Dr. Vasileios Fragkoulis received his five-year Diploma and his M.Sc. degree both in Applied Mathematical Sciences from the School of Applied Mathematical and Physical Sciences, National Technical University of Athens in Greece. He earned his Ph.D. degree in Engineering Mathematics and Uncertainty Quantification from the Department of Mathematics of the University of Liverpool, UK. He joined Leibniz University Hannover in 2018, where he is currently a Research Associate in the Institute for Risk and Reliability. Dr. Fragkoulis’ research interests focus on the general area of Engineering and Applied Mathematics, and more specifically on Stochastic Dynamics and Uncertainty Quantification methodologies with diverse applications in Civil/Mechanical Engineering and Engineering Mechanics.

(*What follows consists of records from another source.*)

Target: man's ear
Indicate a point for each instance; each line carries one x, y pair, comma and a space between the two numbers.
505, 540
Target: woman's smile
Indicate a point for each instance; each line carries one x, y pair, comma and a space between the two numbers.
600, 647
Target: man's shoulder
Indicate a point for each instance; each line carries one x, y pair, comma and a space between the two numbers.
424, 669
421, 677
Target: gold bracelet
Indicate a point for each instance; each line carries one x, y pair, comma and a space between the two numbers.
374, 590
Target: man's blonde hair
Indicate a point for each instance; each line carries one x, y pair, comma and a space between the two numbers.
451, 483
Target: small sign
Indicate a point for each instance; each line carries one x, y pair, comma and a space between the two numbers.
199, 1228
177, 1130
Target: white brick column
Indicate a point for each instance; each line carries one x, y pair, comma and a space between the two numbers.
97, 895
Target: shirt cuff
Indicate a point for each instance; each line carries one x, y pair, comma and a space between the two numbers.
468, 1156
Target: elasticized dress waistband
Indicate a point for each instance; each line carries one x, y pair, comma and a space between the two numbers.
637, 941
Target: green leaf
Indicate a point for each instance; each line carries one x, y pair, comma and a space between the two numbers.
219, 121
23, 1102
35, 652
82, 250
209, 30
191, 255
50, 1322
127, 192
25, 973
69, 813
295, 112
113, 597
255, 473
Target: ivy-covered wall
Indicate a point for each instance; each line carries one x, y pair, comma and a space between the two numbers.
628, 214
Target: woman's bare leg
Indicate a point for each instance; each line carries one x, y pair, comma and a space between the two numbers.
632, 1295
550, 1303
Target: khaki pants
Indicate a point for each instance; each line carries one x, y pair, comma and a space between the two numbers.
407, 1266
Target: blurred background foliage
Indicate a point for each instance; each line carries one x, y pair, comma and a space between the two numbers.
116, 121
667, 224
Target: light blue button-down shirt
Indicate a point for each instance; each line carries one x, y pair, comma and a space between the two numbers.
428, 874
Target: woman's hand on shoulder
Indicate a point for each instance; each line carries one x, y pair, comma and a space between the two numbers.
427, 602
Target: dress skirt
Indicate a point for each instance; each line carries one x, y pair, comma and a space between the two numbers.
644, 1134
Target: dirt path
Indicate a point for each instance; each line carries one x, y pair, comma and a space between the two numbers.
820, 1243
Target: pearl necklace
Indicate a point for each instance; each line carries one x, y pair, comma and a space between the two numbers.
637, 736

Analyzing and assessing the reliability of complex engineering systems and structures under the presence of uncertainties constitutes his main research theme. Specifically, utilizing stochastic and fractional calculi, wavelet theory and signal processing techniques, Dr. Fragkoulis develops analytical and/or numerical methodologies and techniques which introduce strong links between several research topics of Engineering and Applied Mathematics, and particularly, in the fields of Nonlinear Stochastic Dynamics/Mechanics. His research is funded by the German Research Foundation (DFG). He is an affiliate member of the American Society of Civil Engineers (ASCE) and an elected member of the Dynamics Committee and of the Probabilistic Methods Committee of the Engineering Mechanics Institute (EMI).

About the author

Prof. Fan Kong earned his bachelor’s (2004) and M. Sc. (2007) degrees in Civil Engineering from the Wuhan University of Technology in China, and his Ph.D. degree in Structural Engineering from Tongji University, Shanghai, China. He joined Wuhan University of Technology in 2013 as a Lecturer and then was promoted to an Associate Professor in 2015. He is currently a full Professor and Huangshan Outstanding Young Scholar in Hefei University of Technology. He visited Rice University working with Prof. Pol D. Spanos, as a visiting student and a visiting scholar, respectively, from 2009 to 2011 and from 2017 to 2018.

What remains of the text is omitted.